This week we look back at the opening track of my favourite album 'The Rise and Fall of Ziggy Stardust and the Spiders From Mars.'
David Bowie is, in my humble opinion, one of the most creative men to ever live as well as one of the smartest, proven by this concept album. The opening track 'Five Years' is the song we are covering and is one of my favourite songs of all time. Being from Hull, this album may intrigue me more than most with The Spiders From Mars (Bowie's backing band) originating in Hull.
Writing lyrics beyond his time, somehow Bowie was able to look into the future in many of his thoughts and the lyrical prowess of 'Five Years' pays testament to that. The whole concept of the song is how people would behave if they had five years left to live, an idea which came to him in a dream.

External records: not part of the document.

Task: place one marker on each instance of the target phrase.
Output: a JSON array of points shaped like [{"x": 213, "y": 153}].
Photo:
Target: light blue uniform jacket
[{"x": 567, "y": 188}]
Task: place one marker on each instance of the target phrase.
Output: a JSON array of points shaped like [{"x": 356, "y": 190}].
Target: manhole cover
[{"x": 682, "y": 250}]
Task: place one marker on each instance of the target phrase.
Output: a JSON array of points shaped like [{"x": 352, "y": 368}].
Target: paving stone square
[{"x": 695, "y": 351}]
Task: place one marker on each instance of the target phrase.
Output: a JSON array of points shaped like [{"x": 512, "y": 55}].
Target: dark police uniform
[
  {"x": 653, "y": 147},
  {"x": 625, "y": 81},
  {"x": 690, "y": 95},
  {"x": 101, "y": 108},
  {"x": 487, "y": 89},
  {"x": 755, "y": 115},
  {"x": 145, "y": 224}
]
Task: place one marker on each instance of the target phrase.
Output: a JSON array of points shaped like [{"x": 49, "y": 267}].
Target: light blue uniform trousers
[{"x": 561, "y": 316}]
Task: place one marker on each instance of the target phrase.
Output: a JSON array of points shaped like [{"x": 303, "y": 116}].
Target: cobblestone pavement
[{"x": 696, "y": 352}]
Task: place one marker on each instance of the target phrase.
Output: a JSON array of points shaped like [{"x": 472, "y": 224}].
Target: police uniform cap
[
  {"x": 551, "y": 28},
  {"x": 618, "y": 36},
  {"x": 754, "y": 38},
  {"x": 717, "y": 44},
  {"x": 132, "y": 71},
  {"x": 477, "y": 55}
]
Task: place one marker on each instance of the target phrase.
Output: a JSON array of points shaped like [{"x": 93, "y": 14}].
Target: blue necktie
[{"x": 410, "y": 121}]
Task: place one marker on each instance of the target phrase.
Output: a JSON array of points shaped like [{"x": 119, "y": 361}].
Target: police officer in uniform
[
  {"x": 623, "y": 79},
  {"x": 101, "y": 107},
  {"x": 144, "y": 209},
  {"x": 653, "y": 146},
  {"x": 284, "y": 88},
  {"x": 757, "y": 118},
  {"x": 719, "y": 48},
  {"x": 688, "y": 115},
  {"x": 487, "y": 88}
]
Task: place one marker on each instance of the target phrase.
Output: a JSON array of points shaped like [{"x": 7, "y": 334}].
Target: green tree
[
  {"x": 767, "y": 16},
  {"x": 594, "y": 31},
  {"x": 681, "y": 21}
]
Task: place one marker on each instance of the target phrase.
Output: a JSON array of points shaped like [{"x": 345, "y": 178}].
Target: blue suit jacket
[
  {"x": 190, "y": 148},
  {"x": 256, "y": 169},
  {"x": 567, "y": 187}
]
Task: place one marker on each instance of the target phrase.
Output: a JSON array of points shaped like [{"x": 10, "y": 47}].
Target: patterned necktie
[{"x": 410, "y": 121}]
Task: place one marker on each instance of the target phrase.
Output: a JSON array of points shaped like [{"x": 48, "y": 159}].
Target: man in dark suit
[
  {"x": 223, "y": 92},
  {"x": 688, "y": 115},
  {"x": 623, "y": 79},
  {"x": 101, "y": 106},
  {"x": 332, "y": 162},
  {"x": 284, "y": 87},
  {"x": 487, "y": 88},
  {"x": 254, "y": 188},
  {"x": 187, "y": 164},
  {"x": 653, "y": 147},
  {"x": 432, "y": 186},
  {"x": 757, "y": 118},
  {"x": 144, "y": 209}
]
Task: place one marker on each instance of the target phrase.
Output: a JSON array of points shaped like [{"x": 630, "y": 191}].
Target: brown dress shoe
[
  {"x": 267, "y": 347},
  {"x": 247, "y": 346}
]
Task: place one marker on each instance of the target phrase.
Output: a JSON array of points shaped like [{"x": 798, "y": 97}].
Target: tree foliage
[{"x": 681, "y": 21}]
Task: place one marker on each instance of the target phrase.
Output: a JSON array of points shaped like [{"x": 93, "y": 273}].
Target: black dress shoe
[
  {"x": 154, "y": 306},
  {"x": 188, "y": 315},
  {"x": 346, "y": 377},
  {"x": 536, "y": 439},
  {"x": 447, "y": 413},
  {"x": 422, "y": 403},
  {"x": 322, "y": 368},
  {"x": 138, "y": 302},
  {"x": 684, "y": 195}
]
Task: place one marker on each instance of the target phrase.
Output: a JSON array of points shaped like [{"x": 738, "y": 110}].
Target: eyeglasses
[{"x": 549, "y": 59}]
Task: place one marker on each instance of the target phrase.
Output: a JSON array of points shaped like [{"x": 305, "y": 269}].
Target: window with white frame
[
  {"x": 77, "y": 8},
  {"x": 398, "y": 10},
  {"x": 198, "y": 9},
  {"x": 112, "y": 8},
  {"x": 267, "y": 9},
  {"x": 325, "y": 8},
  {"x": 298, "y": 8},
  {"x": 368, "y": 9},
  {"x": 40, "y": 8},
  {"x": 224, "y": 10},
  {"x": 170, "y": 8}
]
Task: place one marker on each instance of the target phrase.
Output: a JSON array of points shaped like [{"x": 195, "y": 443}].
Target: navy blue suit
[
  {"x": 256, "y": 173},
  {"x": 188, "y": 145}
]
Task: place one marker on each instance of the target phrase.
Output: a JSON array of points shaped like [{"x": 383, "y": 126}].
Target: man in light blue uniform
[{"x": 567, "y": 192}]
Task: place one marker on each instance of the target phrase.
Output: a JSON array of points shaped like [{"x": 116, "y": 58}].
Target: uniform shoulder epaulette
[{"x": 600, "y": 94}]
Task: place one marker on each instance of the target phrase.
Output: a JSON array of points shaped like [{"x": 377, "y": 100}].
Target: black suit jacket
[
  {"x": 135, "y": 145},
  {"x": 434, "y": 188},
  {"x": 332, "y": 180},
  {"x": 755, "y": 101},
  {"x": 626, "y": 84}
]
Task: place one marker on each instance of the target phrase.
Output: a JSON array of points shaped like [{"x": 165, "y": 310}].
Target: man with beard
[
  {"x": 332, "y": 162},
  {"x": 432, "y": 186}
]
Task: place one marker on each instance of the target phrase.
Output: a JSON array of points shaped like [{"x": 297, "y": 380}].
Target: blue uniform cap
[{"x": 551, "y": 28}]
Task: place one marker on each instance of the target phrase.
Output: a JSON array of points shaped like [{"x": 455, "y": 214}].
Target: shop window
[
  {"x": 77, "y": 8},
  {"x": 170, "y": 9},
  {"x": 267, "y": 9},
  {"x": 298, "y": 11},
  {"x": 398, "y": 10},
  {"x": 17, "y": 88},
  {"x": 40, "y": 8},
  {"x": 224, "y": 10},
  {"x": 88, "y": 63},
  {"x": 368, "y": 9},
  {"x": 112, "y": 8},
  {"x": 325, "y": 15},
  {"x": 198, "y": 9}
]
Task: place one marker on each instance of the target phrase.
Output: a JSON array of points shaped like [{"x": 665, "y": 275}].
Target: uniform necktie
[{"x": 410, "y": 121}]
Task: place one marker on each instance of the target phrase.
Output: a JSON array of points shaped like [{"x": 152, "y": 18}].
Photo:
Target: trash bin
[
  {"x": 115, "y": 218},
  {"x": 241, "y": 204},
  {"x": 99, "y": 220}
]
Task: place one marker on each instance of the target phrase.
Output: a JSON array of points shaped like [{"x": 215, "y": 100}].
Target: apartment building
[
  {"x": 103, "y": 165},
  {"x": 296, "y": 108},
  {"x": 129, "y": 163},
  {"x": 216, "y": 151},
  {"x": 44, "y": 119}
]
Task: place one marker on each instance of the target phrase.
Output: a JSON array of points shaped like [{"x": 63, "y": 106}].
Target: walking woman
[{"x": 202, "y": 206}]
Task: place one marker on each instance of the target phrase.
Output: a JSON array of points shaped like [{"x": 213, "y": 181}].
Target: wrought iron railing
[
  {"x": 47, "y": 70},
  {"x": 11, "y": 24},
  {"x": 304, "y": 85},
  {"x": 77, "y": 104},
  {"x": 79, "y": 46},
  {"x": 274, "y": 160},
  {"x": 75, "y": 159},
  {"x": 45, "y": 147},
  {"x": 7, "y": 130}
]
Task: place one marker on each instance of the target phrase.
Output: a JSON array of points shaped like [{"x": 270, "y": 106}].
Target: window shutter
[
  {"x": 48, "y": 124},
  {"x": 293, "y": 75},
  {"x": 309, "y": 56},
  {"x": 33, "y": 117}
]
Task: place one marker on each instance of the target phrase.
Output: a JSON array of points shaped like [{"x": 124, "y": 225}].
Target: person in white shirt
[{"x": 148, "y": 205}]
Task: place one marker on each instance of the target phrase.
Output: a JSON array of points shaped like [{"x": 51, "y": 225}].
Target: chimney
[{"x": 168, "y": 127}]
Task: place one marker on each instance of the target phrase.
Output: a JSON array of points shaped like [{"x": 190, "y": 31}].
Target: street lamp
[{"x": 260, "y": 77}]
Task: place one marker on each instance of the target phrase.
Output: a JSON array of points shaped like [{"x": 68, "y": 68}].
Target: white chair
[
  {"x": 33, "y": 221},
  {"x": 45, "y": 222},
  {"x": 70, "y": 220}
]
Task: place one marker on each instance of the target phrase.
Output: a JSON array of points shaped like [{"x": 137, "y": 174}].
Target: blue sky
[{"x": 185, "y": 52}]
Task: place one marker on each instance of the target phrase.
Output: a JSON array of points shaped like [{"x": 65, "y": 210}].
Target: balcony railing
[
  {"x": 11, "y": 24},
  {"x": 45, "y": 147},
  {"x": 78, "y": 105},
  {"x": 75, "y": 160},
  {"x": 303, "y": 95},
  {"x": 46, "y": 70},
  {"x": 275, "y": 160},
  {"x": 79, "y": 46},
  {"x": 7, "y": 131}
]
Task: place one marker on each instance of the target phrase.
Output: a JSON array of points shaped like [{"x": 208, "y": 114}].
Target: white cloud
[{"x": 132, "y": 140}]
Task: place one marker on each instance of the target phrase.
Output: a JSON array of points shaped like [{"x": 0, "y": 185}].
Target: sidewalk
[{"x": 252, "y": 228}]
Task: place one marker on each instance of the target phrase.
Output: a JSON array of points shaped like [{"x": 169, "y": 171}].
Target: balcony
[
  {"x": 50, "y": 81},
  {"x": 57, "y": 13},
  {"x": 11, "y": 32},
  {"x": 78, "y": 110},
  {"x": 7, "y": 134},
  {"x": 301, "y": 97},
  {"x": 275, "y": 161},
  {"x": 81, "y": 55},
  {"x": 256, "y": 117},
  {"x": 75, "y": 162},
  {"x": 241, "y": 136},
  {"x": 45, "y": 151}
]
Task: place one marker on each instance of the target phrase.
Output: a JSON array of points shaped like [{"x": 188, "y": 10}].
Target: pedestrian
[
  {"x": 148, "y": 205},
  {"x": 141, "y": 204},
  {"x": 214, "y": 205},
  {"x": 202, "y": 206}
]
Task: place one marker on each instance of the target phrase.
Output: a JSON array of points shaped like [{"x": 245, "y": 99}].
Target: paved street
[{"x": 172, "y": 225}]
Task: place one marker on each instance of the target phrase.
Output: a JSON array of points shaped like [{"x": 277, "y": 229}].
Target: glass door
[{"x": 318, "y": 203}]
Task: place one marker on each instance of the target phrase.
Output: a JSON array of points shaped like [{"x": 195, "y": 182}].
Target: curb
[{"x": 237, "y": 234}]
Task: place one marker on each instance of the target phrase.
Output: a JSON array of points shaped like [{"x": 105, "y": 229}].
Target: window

"And all the fat-skinny people, and all the tall-short people, and all the nobody people, and all the somebody people, I never thought I'd need so many people." Evidence of Bowie's lack of prejudice, this lyric in particular resonated with me.
It's interesting to think that originally, the lyric was "I never thought I'd see so many people" but was scribbled and replaced with "need" to further explain the feelings many of us may feel if the world was in fact going to end.
In terms of the musical elements of the song, nothing is overwhelmingly spectacular. The drum beat is elegant yet subtle and the piano is simple yet effective. 'Five Years' has no right to be as good as it is, but the final 2 minutes of the song sell it as a masterpiece. The passion, the emotion and the pure vocal ability shown off here is magnificent.
For those who haven't experienced the pure euphoria of listening to this track, I can't recommend it enough! You can do so below and you will not be disappointed. David Bowie was one of the finest songwriters of his and any generation and although 'Five Years' may not be at the top of many lists when it comes to Bowie - even more proof of how good the man was - it is one of his best, even neutrally speaking.